Metrics in Real Data Mode
The table below lists metrics of dump data in real data mode.
| Metric | Meaning | Normal Range |
|---|---|---|
| Cosine | Cosine that measures the similarity between the directions of two vectors. | 0.99-1.0 |
| EucDist | Euclidean distance that measures the absolute distance between two vectors. | The smaller, the better. |
| MaxAbsErr | Maximum absolute error. | The smaller, the better. |
| MaxRelativeErr | Maximum relative error. | < 0.01 (generally) |
| One Thousandth Err Ratio | Proportion of elements with relative errors less than one per thousand. | The higher, the better. |
| Five Thousandth Err Ratio | Proportion of elements with relative errors less than five per thousand. | The higher, the better. |
| Requires_grad Consistent | Checks whether gradients are consistent. | True |
Metrics in Statistics Mode
The table below lists metrics of dump data in statistics mode.
| Metric | Meaning |
|---|---|
| Max diff | Maximum value difference |
| Min diff | Minimum value difference |
| Mean diff | Mean difference |
| L2norm diff | L2 norm difference |
| MaxRelativeErr | Maximum relative error |
| MinRelativeErr | Minimum relative error |
| MeanRelativeErr | Mean relative error |
| NormRelativeErr | Norm relative error |
Metrics in MD5 Mode
The table below lists metrics of dump data in MD5 mode.
| Metric | Meaning |
|---|---|
| NPU MD5 | CRC-32 value of NPU data |
| BENCH MD5 | CRC-32 value of benchmark data |
Result Information
- Result: comparison result (PASS/FAIL)
- Accuracy Reached or Not: precision meets the requirement or not (Yes/No)

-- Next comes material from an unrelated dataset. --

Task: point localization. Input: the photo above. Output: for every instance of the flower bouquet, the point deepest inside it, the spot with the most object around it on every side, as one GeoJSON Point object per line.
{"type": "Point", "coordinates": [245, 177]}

- Err_message: error message
Result Determination Criteria
Determination in Real Data Mode
- PASS: Cosine ≥ 0.99 and MaxRelativeErr < 0.01
- FAIL: Cosine < 0.99 or MaxRelativeErr ≥ 0.01
Determination in Statistics Mode
- PASS: difference metrics are within the acceptable range.
- FAIL: significant differences exist.
Determination in MD5 Mode
- PASS: NPU MD5 == BENCH MD5
- FAIL: NPU MD5 != BENCH MD5
Color Marks
When highlight colors are used:
- Red: abnormal precision, requiring special attention.
- Yellow: suspicious precision, requiring further analysis.
- Green: normal precision.
Special Value Processing
- N/A: Metric value cannot be calculated.
- NaN: The calculation result is not a number, usually because NaN values exist.
- inf: The calculation result is infinite, usually due to division by zero.
If the dump data contains 0 or NaN, the maximum relative error in the comparison result may be inf or NaN, which is normal.
Result File Location
The comparison result CSV file is saved in the current directory by default or the directory specified by the --output_path parameter.